Sonuç olarak insanın büyük ikilemine takılıp kalıyoruz: Kötü olup sonsuza kadar anımsanmak mı yoksa nazik olup sonsuza kadar unutulmak mı?
Kanımca, sorunun cevabı Dominic'in hikayesinde gizli.
Yan karakter Dominic, iyilik ve kötülüğün muğlakça ve yalapşap tanımlandığı bu adada, neden erdemler içinde en çok da iyiliğin yeniden anımsanması gerektiğini bize bildirmiyor mu? Yani iyilik aptallık mıdır? İyilik küçümsenecek bir erdem midir? İyi olmak çok kolaydır da kötü ve kaba olmak kahramanlık mı ister? Kötü olmakla mı fail olunur? Otantik eylem kaynağını illa kötülükten mü almalıdır? İyiliğin, nezaketin ve özgeciliğin kendinde bir değeri yok mudur? Bunlar akla uygun değil midir?
Babası tarafından sistematik tecavüze ve şiddete maruz kalan Dominic, işte bu sorulara tek tek cevap veriyor film boyunca. O, parlak ve yozlaşmamış çocuk aklıyla toplumsal ilişkilerin tüm mide bulandırıcı ikiyüzlülüğünü, bayağılığını ve saf kötülüğe kayıtsızlığını ifşa eden figür rolünde.
Dominic, aşık olduğu kadınla evlenme umuduyla tutunduğu tek hayalinin adadan bir gemiyle ayrıldığını gördükten sonra, iyiliğe kayıtsız ama kötülüğe hayran bu kirli dünyadan -sularda arınarak- ayrılmayı seçiyor. Dominic'in ölümü masumiyeti, iyiliği ve nezaketi nasıl boğduğumuzun belgesi olarak boğazımızda düğümlenip büyümeye başlıyor.

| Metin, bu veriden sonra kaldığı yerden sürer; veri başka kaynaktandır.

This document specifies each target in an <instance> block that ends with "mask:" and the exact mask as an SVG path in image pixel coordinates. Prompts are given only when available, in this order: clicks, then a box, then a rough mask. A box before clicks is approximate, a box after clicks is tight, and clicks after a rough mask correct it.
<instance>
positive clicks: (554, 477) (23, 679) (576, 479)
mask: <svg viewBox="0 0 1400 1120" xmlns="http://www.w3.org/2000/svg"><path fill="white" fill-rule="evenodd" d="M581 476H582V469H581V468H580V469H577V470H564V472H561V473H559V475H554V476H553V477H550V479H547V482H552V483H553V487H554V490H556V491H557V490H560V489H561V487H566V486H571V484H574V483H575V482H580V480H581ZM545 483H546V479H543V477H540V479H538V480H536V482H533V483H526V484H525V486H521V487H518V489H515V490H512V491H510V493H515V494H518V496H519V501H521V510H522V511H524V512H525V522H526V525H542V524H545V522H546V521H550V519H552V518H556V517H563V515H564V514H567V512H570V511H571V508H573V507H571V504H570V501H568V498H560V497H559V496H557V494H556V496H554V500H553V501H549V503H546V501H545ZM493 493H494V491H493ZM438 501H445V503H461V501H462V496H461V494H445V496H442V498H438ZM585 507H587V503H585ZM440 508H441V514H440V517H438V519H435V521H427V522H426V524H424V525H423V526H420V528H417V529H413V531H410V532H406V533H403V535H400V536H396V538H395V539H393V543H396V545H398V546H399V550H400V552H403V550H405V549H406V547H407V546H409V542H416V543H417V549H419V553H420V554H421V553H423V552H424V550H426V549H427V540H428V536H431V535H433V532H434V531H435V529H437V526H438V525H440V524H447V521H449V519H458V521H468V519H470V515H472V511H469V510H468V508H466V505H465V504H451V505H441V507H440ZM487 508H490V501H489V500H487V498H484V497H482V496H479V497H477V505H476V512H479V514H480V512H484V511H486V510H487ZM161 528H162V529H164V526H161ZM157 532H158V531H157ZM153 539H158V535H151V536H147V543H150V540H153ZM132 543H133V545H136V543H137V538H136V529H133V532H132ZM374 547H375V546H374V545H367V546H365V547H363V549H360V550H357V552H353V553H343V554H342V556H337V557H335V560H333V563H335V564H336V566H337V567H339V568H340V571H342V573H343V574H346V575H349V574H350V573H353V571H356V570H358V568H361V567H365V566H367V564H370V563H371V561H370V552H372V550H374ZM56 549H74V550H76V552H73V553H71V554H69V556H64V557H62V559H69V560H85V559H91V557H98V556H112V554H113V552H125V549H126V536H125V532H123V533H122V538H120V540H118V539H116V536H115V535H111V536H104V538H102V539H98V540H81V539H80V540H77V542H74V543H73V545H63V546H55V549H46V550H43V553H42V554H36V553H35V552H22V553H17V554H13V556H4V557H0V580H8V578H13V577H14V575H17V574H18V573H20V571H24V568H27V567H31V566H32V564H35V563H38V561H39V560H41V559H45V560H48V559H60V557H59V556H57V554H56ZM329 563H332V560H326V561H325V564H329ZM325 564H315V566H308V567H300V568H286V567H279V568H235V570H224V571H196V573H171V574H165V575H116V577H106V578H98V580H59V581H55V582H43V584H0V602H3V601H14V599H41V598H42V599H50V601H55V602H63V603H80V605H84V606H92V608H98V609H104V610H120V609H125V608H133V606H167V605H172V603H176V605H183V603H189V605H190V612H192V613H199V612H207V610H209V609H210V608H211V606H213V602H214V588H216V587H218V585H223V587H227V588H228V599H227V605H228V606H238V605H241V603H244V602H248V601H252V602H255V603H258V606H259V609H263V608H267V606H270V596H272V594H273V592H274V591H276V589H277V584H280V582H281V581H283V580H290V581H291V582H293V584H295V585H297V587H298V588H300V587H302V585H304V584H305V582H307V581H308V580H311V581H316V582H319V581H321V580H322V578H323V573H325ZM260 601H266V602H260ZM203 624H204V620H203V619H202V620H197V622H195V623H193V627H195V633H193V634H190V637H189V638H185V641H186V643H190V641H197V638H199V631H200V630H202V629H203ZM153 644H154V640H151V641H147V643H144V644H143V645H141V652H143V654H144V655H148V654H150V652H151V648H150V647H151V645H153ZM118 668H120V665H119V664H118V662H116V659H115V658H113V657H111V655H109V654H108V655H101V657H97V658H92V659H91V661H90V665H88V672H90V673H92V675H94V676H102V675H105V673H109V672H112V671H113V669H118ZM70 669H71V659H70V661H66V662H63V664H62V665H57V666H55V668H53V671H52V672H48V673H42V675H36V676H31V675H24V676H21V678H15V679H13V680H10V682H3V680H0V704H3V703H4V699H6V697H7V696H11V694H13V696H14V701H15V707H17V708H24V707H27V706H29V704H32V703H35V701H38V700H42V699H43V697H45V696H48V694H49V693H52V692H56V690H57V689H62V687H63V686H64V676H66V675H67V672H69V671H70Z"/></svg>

İyiliği boğan, kötülüğü göklere çıkaran yoz dünyada, insanın sonlulukla yüzleşme derdi midir o halde her şeyi mahveden? Sonluluk ve ölüm olmasa, iyilik otomatikman kazanacak mıdır? Tanrı'nın eşek Jenny'nin ölümüne kayıtsızlığı sanki bize başka bir şey söylüyor. Ne sonluluk ne sonsuzluk bizi biz yapan. Sevgisiz ve cezalandırıcı bir Tanrı yerine yine bir o kadar sevgisiz ve cezalandırıcı akla uygun toplumu getirmekle hiçbir şeyi çözmüş olmuyoruz. Koşulsuz iyilik, tüm direngenliğiyle, tercih edilmeyi halen bekliyor.